LyraV (hiding in the xmas tree)

@Brockway ruined me with music league, this man is fucking musical poet

Horse Boxing Flippant Sausage

I'm almost certain there IS a patron saint of boxing.

Badgerman

They busted him down from Commander after the Second Gulf of Tonkin incident

FancyShark

Corporal Keene is also voiced by gellaho as Steele

gellaho

To add on to the audience confusion, this rapid repetition of synonyms is something I've only seen in children's books to help kids learn

Horse Boxing Flippant Sausage

Hahahaha they only rate a corporal? Not even worth a sergeant.

Badgerman

Must. Hit. Word. Count!!!

FancyShark

"We thought having a Burger King Kids Club attack a nazi would work so well!"

Brendan

Today the Spy Teens learned gutshot men can live for hours in agony.

Horse Boxing Flippant Sausage

Please tell me this is the part where it goes all Starship Troopers and Keene just fucking suplexes Eddie for interrupting and speaking out of turn.

gellaho

What a twist

FancyShark

"Trembled like cowardice"

Author was proud of that one

Horse Boxing Flippant Sausage

Ohohoho they sent a poet!

Brendan

By my count they flubbed three nukes, two over metropolitan areas.

Badgerman

Holy shit it was Operation Anchorage all along

Horse Boxing Flippant Sausage

This is this motherfuckers "Baby Shoes For Sale, Never Worn."

Horse Boxing Flippant Sausage

So a solid C plus.

Dead Proxy: Downfall

"You failed. Totally. Completely.

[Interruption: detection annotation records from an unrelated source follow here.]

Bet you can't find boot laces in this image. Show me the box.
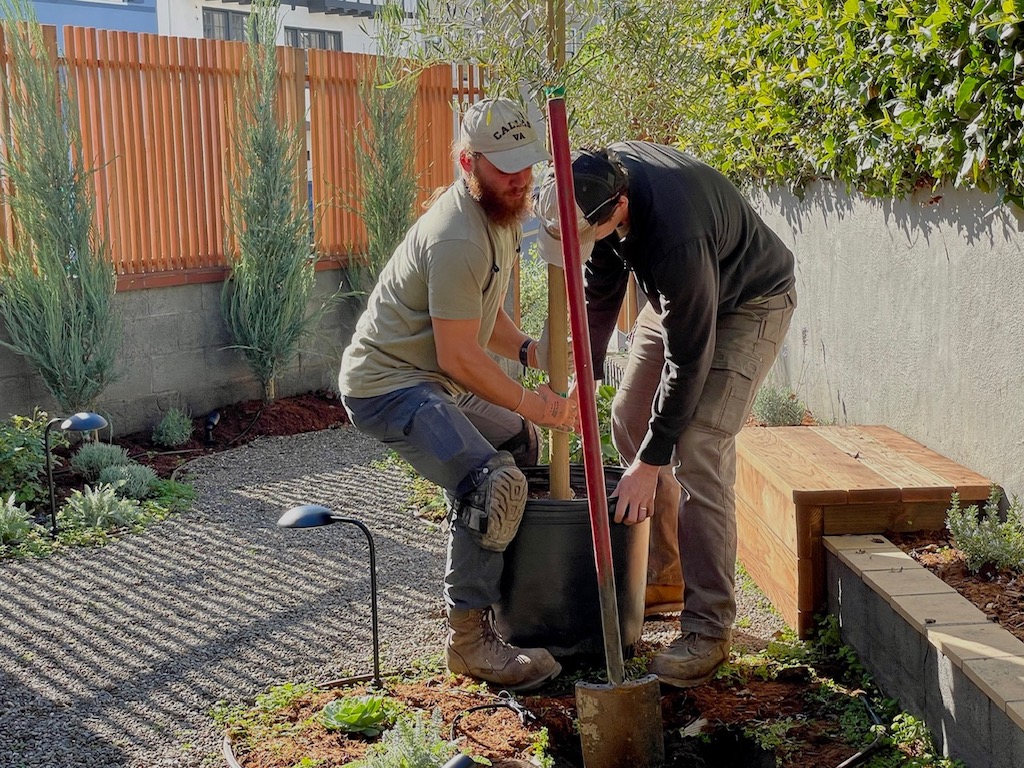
[480,607,518,653]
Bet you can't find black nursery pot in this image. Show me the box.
[495,465,650,656]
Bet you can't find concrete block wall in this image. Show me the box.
[0,270,361,434]
[824,536,1024,768]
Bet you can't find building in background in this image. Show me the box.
[7,0,416,53]
[14,0,159,45]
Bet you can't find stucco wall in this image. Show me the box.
[0,270,356,434]
[752,183,1024,497]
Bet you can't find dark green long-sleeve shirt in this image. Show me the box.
[586,141,794,465]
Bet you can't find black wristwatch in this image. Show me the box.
[519,338,534,368]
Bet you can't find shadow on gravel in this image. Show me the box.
[0,667,127,768]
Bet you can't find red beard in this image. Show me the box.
[466,174,530,226]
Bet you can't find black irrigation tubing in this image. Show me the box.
[836,696,886,768]
[450,690,537,741]
[225,402,264,447]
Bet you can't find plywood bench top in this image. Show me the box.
[736,426,992,505]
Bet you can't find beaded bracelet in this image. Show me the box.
[519,337,534,368]
[512,387,526,414]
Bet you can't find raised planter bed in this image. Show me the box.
[736,426,991,637]
[824,536,1024,768]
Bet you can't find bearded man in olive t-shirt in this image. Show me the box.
[338,99,577,690]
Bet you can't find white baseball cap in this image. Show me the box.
[462,98,551,173]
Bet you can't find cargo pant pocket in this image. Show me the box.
[693,349,762,435]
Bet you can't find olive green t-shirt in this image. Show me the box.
[338,180,522,397]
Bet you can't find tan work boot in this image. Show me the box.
[650,632,732,688]
[444,608,562,691]
[643,584,683,616]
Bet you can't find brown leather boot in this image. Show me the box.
[643,584,683,616]
[444,607,562,691]
[650,632,732,688]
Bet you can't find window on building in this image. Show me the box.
[203,8,249,41]
[285,27,341,50]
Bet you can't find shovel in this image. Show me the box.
[548,88,665,768]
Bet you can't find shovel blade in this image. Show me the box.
[575,675,665,768]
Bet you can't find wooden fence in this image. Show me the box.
[0,27,482,290]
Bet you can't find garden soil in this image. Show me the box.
[77,392,1007,768]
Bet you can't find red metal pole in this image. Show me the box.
[548,88,624,685]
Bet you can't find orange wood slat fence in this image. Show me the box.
[0,27,482,289]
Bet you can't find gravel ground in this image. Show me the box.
[0,428,781,768]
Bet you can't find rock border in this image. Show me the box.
[824,536,1024,768]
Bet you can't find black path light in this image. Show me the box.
[43,412,106,537]
[278,504,384,688]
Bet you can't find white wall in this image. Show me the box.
[752,183,1024,497]
[157,0,395,53]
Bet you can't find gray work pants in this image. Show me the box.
[611,289,797,638]
[342,384,524,609]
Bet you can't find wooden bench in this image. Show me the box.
[736,426,991,637]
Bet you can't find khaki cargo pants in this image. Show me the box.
[611,289,797,638]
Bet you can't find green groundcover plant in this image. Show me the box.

Utterly. Adverbially"

gellaho

Meanwhile, this fake failure has completely devastated Callie

Horse Boxing Flippant Sausage

Corporal Keene knows some perfectly cromulent words.

gellaho

On to Chapter Two

And this is where it gets real weird

Brendan

Eddie's terrible in bed, confirmed.

Horse Boxing Flippant Sausage

The funny teens usually are.

gellaho

He's fifteen, so I hope so

Badgerman

Don't expose us like that, man

gellaho

Figure this one out

gellaho

There's no context for that FYI

Brendan

If there's grass on the field, play nuclear football.

gellaho

Just "BEFORE..."

Horse Boxing Flippant Sausage

Being funny is how you have the opportunity to get good.

gellaho

And then some hard to read text

These weird contextless sections are just going to start appearing for no goddamned reason

Brendan

Hahaha, look at these procrastinators.

FancyShark

So the author wrote his short story and now needs to provide context

Badgerman

Love a fake primary source document in the middle of my YA spy fiction

Horse Boxing Flippant Sausage

Its impossible for me to read that font so I will assume its a recipe for blueberry muffins.

Brendan

If you want to make blueberry muffins from scratch you must first destroy the world and build it anew in the visions of a glorious fat Nazi man.